Can you share for us a little bit about your writing process? Any specific rituals that get you in the zone?
Music and privacy help me. I can’t write well unless I am in a private state of mind. I dim the lights, play my most recent favourites on Spotify, and poke at the keyboard. I am not a fan of the adage write drunk, edit sober. I need to be sober to be in touch with what I am trying to put down in words.
How do you decide the form for your poems? Do you start writing with a form in mind, or do you let the poem tell you what it will look like as you go?
Sometimes the form comes before the words. When that happens, it’s like when you are doing an eye test. You can see how long the lines are, but can’t spell out the letters unless you have the right lens. Finding the right form is a bit awkward, like moving around in the optometrist’s office. Sometimes I have to stare at the blur long enough for it to become words.
Any advice for poets who have yet to find their voice?
Decide on one. You don’t have to wait to become transformed into the most “powerful” version of you. You’re here, you’re alive, and you have things to say. If you are worried about the way you deliver it, then just pick a voice. You will realize when it doesn’t match your content, or your personality. In short, process of elimination.
What is your editing process like?
It is mainly about cleaning up punctuation, and then creating some linguistic chaos. For example, I consider how certain my speaker’s voice is, and if I need to create hesitation, I might break up grammatical phrases so the final word in a line is a or the, to create a weaker line ending. I am a fan of intentional grammatical ambiguity – it can be an interesting obstacle in the reading process. I find phrases with the most versatile meanings, and try to obfuscate the grammar. This way, my reader is prevented from seeing all of the figurative meaning immediately.
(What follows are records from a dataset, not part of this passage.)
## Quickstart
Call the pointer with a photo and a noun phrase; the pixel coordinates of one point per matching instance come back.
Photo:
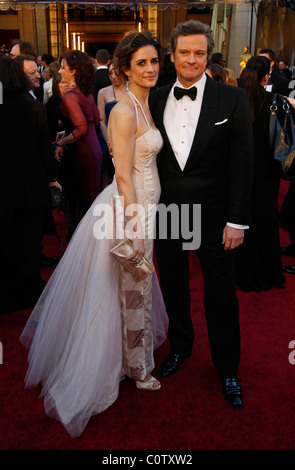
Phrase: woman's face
(63, 87)
(113, 77)
(144, 67)
(67, 74)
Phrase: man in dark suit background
(277, 81)
(102, 79)
(206, 159)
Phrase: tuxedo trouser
(220, 300)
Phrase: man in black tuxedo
(207, 159)
(102, 78)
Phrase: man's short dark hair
(192, 27)
(270, 52)
(102, 56)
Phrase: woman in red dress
(83, 153)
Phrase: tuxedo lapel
(206, 122)
(158, 115)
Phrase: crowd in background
(66, 136)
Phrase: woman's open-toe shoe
(149, 385)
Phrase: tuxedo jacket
(219, 170)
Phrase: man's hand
(232, 237)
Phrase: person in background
(30, 67)
(277, 82)
(258, 260)
(102, 78)
(216, 72)
(28, 170)
(107, 98)
(80, 135)
(230, 77)
(22, 47)
(47, 87)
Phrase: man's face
(190, 58)
(15, 51)
(271, 61)
(31, 70)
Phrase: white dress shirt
(180, 121)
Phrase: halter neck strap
(135, 101)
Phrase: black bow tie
(180, 92)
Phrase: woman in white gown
(93, 322)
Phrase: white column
(240, 32)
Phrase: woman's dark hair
(193, 27)
(56, 79)
(12, 76)
(217, 72)
(256, 69)
(85, 73)
(131, 43)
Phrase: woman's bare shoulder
(124, 112)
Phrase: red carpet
(189, 413)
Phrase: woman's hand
(138, 251)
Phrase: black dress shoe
(48, 261)
(288, 250)
(289, 269)
(232, 391)
(172, 363)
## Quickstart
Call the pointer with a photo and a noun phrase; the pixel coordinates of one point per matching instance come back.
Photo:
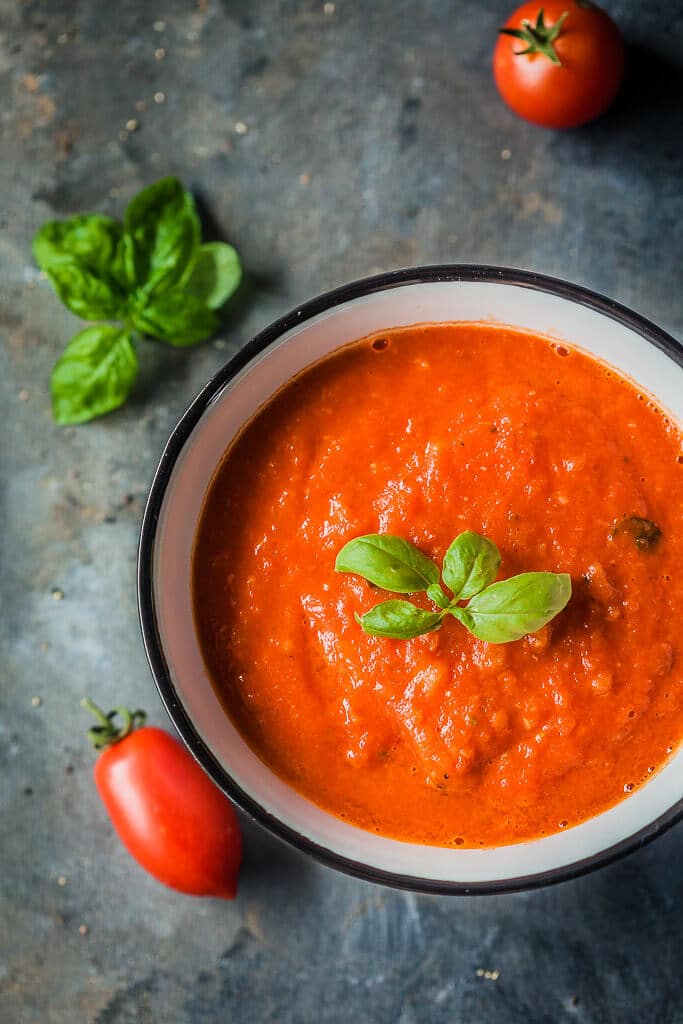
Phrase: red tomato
(558, 64)
(169, 814)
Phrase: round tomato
(166, 810)
(559, 65)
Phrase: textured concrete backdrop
(326, 141)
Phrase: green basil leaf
(399, 621)
(86, 294)
(90, 239)
(94, 374)
(165, 230)
(470, 564)
(387, 561)
(435, 594)
(216, 274)
(511, 608)
(175, 317)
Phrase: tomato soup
(425, 432)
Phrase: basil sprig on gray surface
(497, 612)
(151, 273)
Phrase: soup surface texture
(425, 432)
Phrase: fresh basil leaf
(387, 561)
(216, 274)
(86, 294)
(94, 374)
(470, 564)
(175, 317)
(399, 621)
(435, 594)
(511, 608)
(90, 239)
(165, 230)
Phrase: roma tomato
(558, 65)
(166, 810)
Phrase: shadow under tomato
(271, 867)
(648, 111)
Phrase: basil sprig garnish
(496, 612)
(151, 274)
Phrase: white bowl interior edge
(420, 302)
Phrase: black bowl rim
(445, 272)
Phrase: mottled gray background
(326, 142)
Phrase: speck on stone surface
(600, 205)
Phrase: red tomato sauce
(425, 432)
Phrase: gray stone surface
(374, 139)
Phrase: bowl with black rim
(614, 335)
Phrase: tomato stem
(540, 37)
(108, 733)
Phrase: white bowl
(613, 334)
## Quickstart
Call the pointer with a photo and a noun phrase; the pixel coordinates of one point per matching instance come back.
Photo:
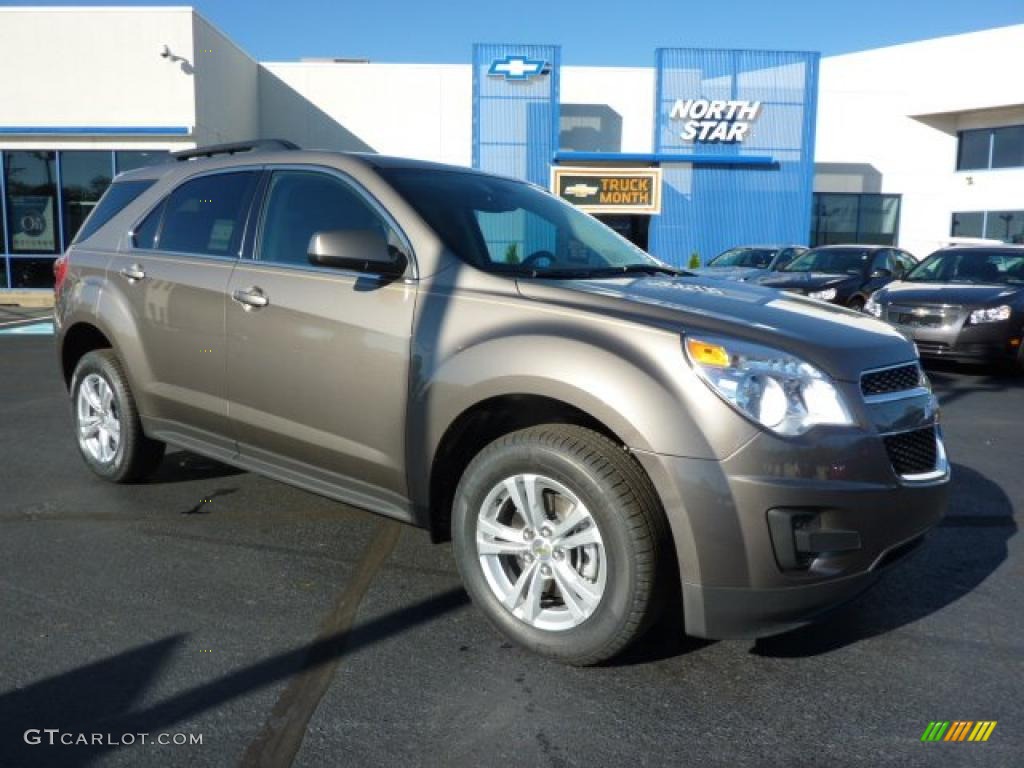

You will have to read around the obstacle, which hopefully makes it more rewarding when you finally see it come together.
When do you know that a poem is finished?
When it starts to get worse the more I edit it. Like makeup. The comedian Iliza Schlizinger has a bit about how you can touch up your makeup too much during a single evening. I think the same is true for poetry.